In his 1950s speech, “Religion and the Free Community,” Fr. Horacio de la Costa, SJ, presents an interesting view of community. He writes that a free community is one that maintains a balance between two “outstanding characteristics”—namely, the order created by law, and the freedom of its members “compatible with public order.” Putting it succinctly, a free community is “a regime of freedom under law.”
Today’s Gospel gives us some prescriptions for and descriptions of a Christian community. As most scripture commentaries would point out, this is a very difficult passage to interpret. But allow me to reflect on it from the perspective of community.
There seems to be two prescriptions or descriptions we can glean from the passage. The first part talks about how to set order in the community when an infraction is committed. The second, and much shorter part, refers to the source of the community or the basis of its founding or formation—“where two or three are gathered in my name, there am I in the midst of them.”
Allow me to reflect first on the second part, how a community is founded. Jesus puts it simply as “gathering in my name,” people embracing Jesus and making him the center of the community.
Part of the work I have done the past two decades is community renewal. I always start the process by bringing the community back to its founding inspiration. As a pre-note to this process, I would interview the different members or stakeholders of the community using a variation of appreciative inquiry: What do you do best as a community? What gives life or inspiration to your community, to you in your work in the community? What gives your community distinction? Where do you want to see your community 5/10 years from now?
From the initial interviews, you get a good sense of the stakeholders’ perceptions of the community and its founding inspiration. I then link this perception to the founding inspiration, the vision and mission of the community. This is the process of updating or recontextualizing the founding inspiration. It is only after a renewal of the sense of the founding inspiration in the present context that reforms are discussed.

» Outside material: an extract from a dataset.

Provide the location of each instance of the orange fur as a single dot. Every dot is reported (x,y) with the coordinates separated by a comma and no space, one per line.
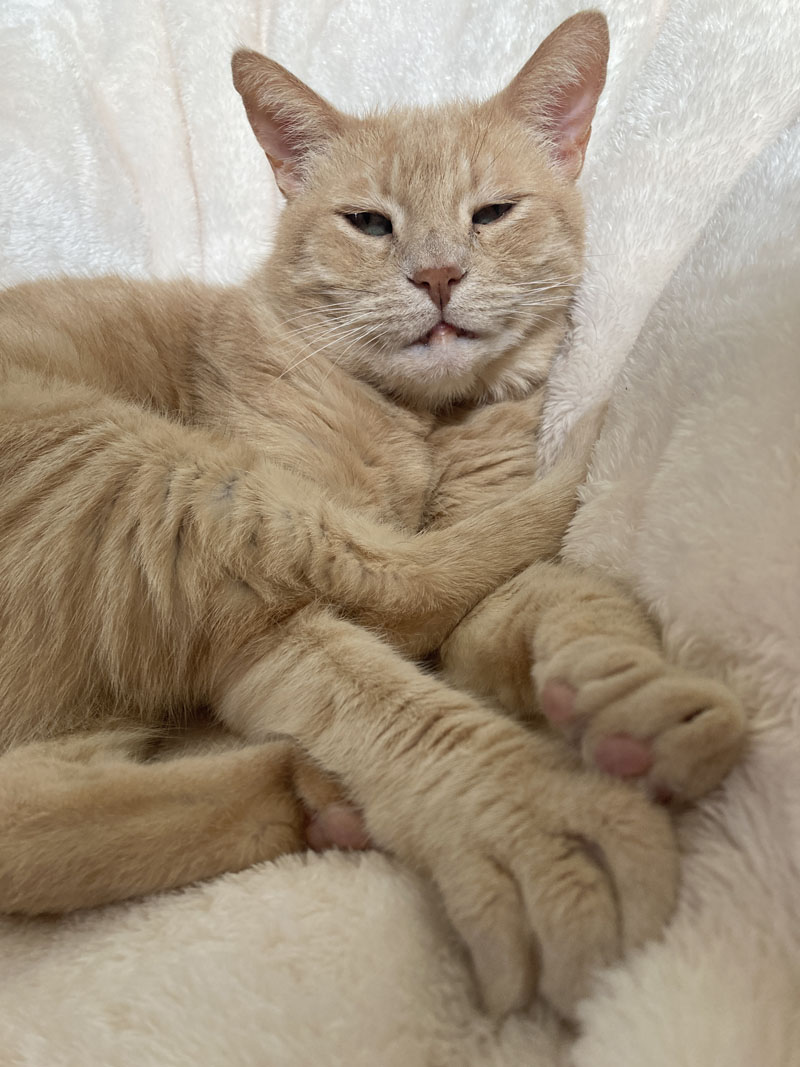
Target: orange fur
(264,500)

I did the full process in a Jesuit high school in the US (Jesuit High School, Portland, Oregon) and in Ateneo de Manila High School, and variations of the process in several companies, schools and communities here in Manila.

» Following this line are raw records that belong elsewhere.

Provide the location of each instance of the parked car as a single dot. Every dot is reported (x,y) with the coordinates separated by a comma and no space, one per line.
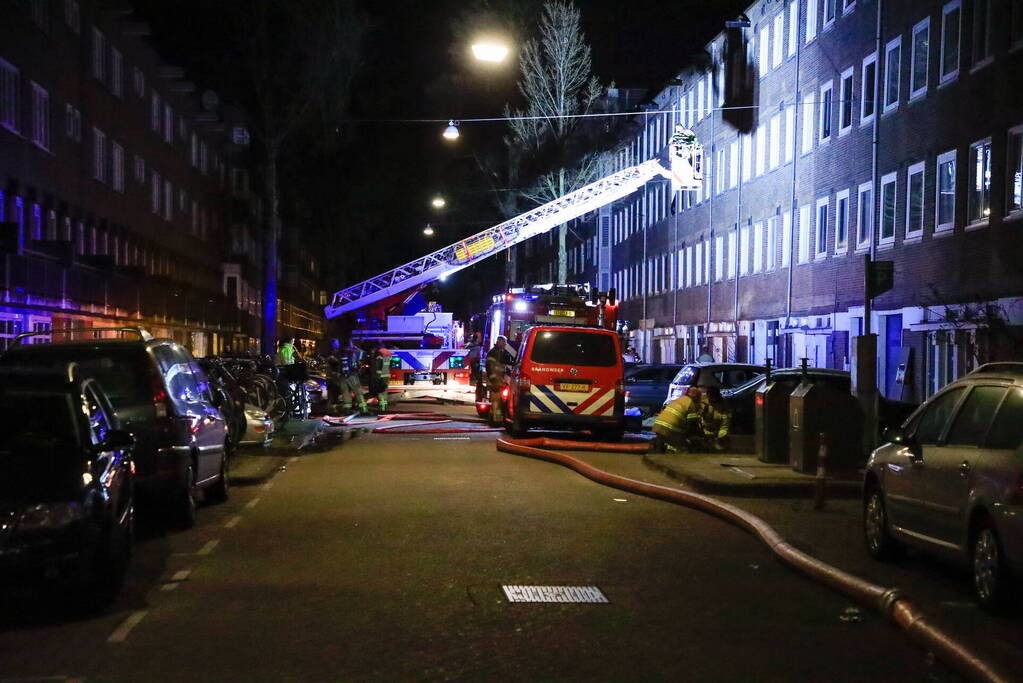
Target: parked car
(567,377)
(722,375)
(67,491)
(949,482)
(163,397)
(646,388)
(741,400)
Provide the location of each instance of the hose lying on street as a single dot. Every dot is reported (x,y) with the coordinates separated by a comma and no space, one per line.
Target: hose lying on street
(888,601)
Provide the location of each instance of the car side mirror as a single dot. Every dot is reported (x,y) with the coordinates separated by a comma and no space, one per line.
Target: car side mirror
(117,440)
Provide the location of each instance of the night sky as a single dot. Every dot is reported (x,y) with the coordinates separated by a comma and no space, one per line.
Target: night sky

I think it is important that we constantly go back to the founding inspiration of our communities or organizations—in fact, even our own personal “founding inspiration” or sense of mission and life dream. It is this founding inspiration that defines our existence, our coming to life as a community or organization, and even as individuals. Community is formed when people come together embracing a common vision and mission, thus defining the identity and mission of the community—who it is and why it is.
Strengthening a sense of the identity and mission of the community among its members, I believe, takes care of the first part of the Gospel for today, which is how to set order in the community when an infraction is committed. When there is great clarity of who one is and why one is, one lives with integrity rooted in great fidelity to one’s identity and mission.

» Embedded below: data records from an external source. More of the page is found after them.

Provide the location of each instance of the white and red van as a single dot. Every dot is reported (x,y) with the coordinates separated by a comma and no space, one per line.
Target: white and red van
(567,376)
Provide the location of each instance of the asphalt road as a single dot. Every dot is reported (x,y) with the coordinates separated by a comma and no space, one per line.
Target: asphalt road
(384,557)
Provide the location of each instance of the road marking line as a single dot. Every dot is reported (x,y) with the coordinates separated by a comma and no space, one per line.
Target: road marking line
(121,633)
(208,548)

Such a situation does not require too many rules and regulations, which quite often are created to address and prevent infractions. If there is a strong sense of identity and mission, there is a strong culture that creates an environment where the members of the community know how to conduct themselves and why they do so in such a way. A strong culture has clear values that guide the conduct and choices of people. This is the “regime of freedom under law” that Father De la Costa talks about.
Let me invite you to reflect on our identity and mission as a people and as a nation.
Over a year ago, I was offered the job to head a special school for the arts, a government institution. I initially did not want to accept because I had my plate full with previous commitments. But what made me consider and eventually accept were two experiences.
First was what one of my history teachers, Fr. Bart Lahiff, SJ, in college used to say. I took three or four history courses under him, and every time he came to a discussion of the arts and culture of a country, he would introduce it as “the window to the soul of a people.”
Second was the Intramuros tour with Carlos Celdran, which I took in 2005. At the end of the tour inside the crypt of San Agustin, Celdran was describing the destruction of Manila during World War II. He said that when Intramuros was destroyed, we lost 80-90 percent (I could not remember now the exact percentage) of our cultural heritage, and with the destruction of Intramuros we lost our spiritual center as a people and as a country. His final line was what struck me: “And we have not recovered since.”
These made me accept the job on an interim basis and, hopefully, as a transition period. In my own small way, I pray I will be able to contribute to an effort to help our people and our country reanimate our soul, our identity and mission as a people. I am convinced that part of our dysfunction as a people and as a country is our lack of a clear identity as a people and as a nation.
Perhaps this is one great challenge of leadership not just for the nation, but in the many communities we belong to—our workplaces, our schools, our churches, our neighborhoods and our families. We need to build communities that are life-giving and that nurture excellence. Such communities are those with soul, that come from a deep sense of identity and mission.